One can only hope that the independent reports in the medical literature by a number of investigators and patient advocates espousing the favorable effects of PC-SPES, were without knowledge of what now appears from recent reports to be adulterated (“spiked”) PC-SPES.
Analysis of several different lots of PC-SPES has disclosed the presence of powerful prescription drugs. Far from the heretofore referred to as “natural herbs” by the manufacturers, these range from diethylstilbestrol (DES) –a potent synthetic estrogenic drug- to the blood thinner warfarin and the anti-inflammatory agent indomethacin, an inhibitor of prostaglandins! Thus, and until proven otherwise, it appears that the adulterants, and not the “natural herbs” themselves, have been responsible for the impressive laboratory and clinical results seen with PC-SPES.
Based on the foregoing the FDA has issued a warning to consumers to stop taking PC-SPES. The principal manufacturer of PC-SPES, BotanicLab (Brea, California) has recalled PC-SPES following the identification of the contaminants by the California Department of Health.
Concerns raised earlier with the introduction of PC-SPES and its then suspect, but as yet not ascertained adulterants are:
• Really what is PC-SPES? If it is a “herbal cocktail” spiked with DES, than it should not (as discussed previously) be given to patients with a history of cardiovascular or thromboembolic disorders.
• And, if it is DES, than why spend approximately $300 per month for six capsules a day, i.e., $10 per day vs. taking DES at $1.50 per month or at a cost of 5˘ per day!

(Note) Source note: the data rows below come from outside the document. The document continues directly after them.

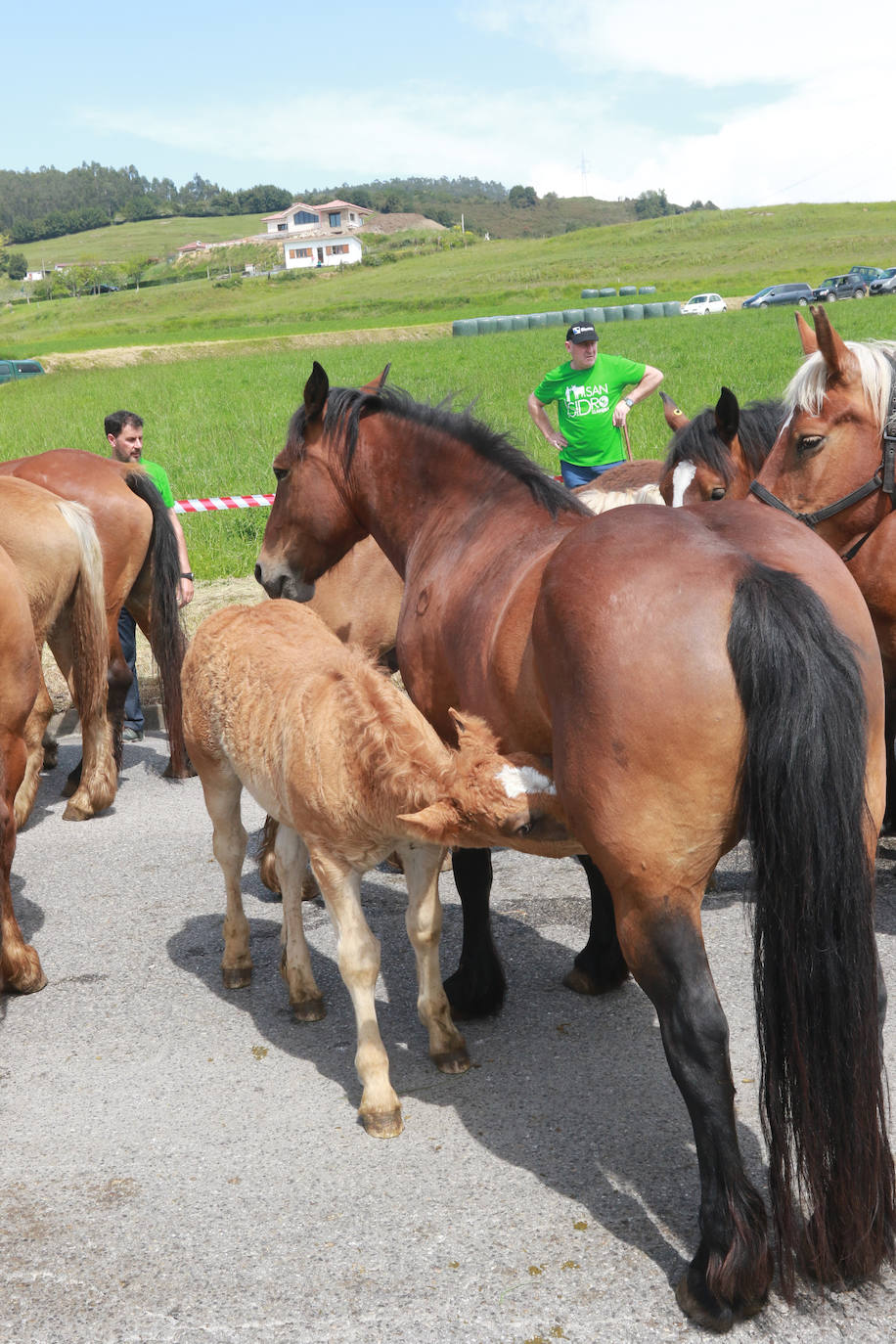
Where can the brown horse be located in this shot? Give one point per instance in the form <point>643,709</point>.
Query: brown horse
<point>276,703</point>
<point>718,453</point>
<point>19,682</point>
<point>54,546</point>
<point>140,567</point>
<point>831,467</point>
<point>754,704</point>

In follow-up to an earlier posting, recent studies point to the continuing use of PC-SPES, particularly among prostate cancer patients who do not respond to conventional therapies. Therein, the principle findings are significant reductions in levels of testosterone (to anorchid levels) and of PSA. It is further noted that associated adverse reactions continue, which include pulmonary emboli, hypertriglyceridemia, leg cramps, nausea, diarrhea, impotence, hot flushes and breast tenderness, all of which are similar to those observed with the former prevalent use of DES.
Clinical and post-mortem studies of cancer patients disclose the incidence of venous and arterial thrombosis to be as high as 10 and 50%, respectively. Deep vein thrombosis and pulmonary emboli are the most common forms reported as a significant cause of death in hospitalized cancer patients.

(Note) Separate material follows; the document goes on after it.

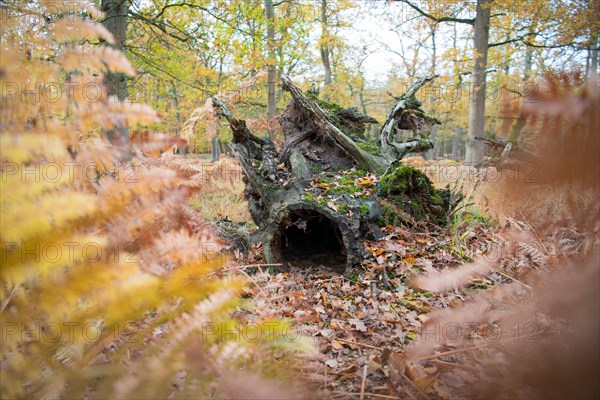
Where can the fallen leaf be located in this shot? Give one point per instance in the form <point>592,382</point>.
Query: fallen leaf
<point>336,345</point>
<point>358,324</point>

Malignant cells are known to express and release multiple factors which activate the coagulation cascade, e.g., elevated fibrinogen, its degradation products and thrombocytosis are routinely observed in up to 90% of patients with cancer. These abnormalities do not correlate with the development of clinical thrombosis and the definitive mechanisms of hypercoagulability in malignancy remains to be delineated, However, any circumstances which would exacerbate these and/or other predisposing factors would logically seem to be contraindicated. But then, if reason and logic prevailed, men, and not women, would ride a horse side-saddle!